Pushing past people from among whom Blackwell would have found it impossible to pick out the ten worst dressed, she found a relatively calm-looking woman who wasn’t accompanied by her parents or carrying a PowerBook, and asked her if she knew where she was supposed to go next.
“I don’t know.” The woman looked her up and down and gave an uninterested shrug. “I’m waiting for my fiancé.”
“Thanks.” Elle moved to a nearby table and surveyed its collection of pamphlets on date rape, drug and alcohol abuse, and sexual harassment. The table workers were also aggressively distributing brochures for psychiatric care at Stanford. A lengthy pamphlet on substance abuse among graduate students was shoved into Elle’s hand from the un-manicured clutches of a do-gooder.
Finally, making her way to an unoccupied wooden bench, Elle sat down to read her orientation schedule for the following day.
Tuesday:
9:00 A.M.—10:00 A.M.
Registration
10:00 A.M.—12:00 P.M.
Book Purchase
12:00 P.M.— 1:30 P.M.
Westward-Ho “Bar”-b-que
1:30 P.M.— 3:00 P.M.
Campus Tour (including Law Library)
3:00 P.M.— 5:00 P.M.
You and Others: Meet and Greet
5:00 P.M.— 7:00 P.M.
Dean’s Welcome
7:00 P.M.
Pizza Party, followed by “Bar” Revue
“Barbaric,” Elle said and groaned. As if greasy pizza and a “Bar”-b-que, where they were likely to serve Sloppy Joes, weren’t bad enough, the schedule covered every minute of the day with law-themed activities. How could she even begin to color-code her closet (pinks first, of course) before classes began on Thursday? She thought of Underdog and decided to beat the scheduled book-purchase rush the next day and go straight to the bookstore.
Elle returned to the Range Rover, grabbed Underdog, and hurried to the bookstore. She located the Law section by approaching the already familiar crowd of beaming, chattering parents. While Stanford med students and engineers had their own bookstore on University Avenue, law books were sold on the bottom level of the campus bookstore, a dingy dungeon with a gray-lit stairwell and linoleum floors. Elle had naively thought that she would beat the long lines by arriving ahead of the preprint
ed schedule for book buying. No such luck: dozens of law students, eager to get an edge on their classmates, were staring lustfully at the casebooks they would soon own.
Elle gathered her unwieldy casebooks, twelve in all, thinking how inconvenient they would make vacation travel, and took her place behind yet another set of proud parents and a law student whose stiff demeanor and signature J. Press uniform of khakis, a white shirt, and a navy blazer left no doubt that he had gone to Yale and had never ventured outside of New Haven for shopping trips.
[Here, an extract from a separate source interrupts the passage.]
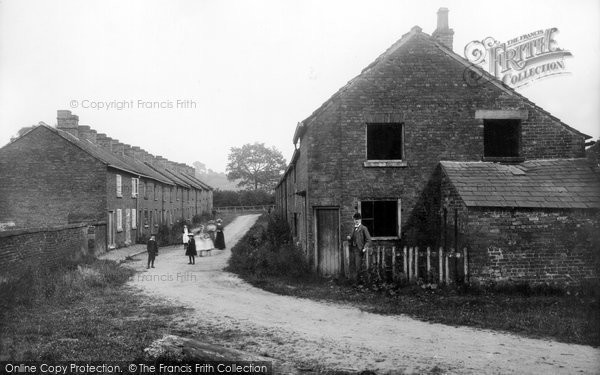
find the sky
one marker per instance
(188, 80)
An MP3 player and sunglasses would have been a good call, thought Elle as she tried to ignore the student’s father loudly reminiscing about his days at Harvard Law. An MP3’s volume couldn’t have gone high enough to drown him out, not even if she had played Kid Rock. Elle soon learned that his name was actually Mr. Daniel Baxter III. Tripp, to his friends, as he was greeted by an old Princeton classmate whose pants were sprinkled with alligators and whose belt was embroidered with tiny Princeton crests. His daughter was starting Stanford undergrad, he told Mr. Baxter, with a hearty pat on the back and a quick mention of what he had shot at the club last week.
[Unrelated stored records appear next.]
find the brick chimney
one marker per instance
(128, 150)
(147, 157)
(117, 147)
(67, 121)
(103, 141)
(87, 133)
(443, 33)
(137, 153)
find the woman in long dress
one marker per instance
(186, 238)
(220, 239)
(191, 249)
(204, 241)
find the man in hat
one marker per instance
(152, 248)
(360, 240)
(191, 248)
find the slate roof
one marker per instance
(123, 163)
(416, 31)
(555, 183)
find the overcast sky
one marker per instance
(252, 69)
Baxter’s son, a poor imitation of his father and probably his grandfather before him, smiled and nodded at appropriate times as his father boomed his thoughts like a drill sergeant. “Anne, doesn’t this remind you of when we took Edward to Choate? And then Yale? A heavyweight rower and an all-American squash player!” Tripp Baxter broadcast, punching Edward on the shoulder. Elle’s classmate must not have been the first son, since his mother addressed him not as “Daniel” or even “Dan” but “Edward.”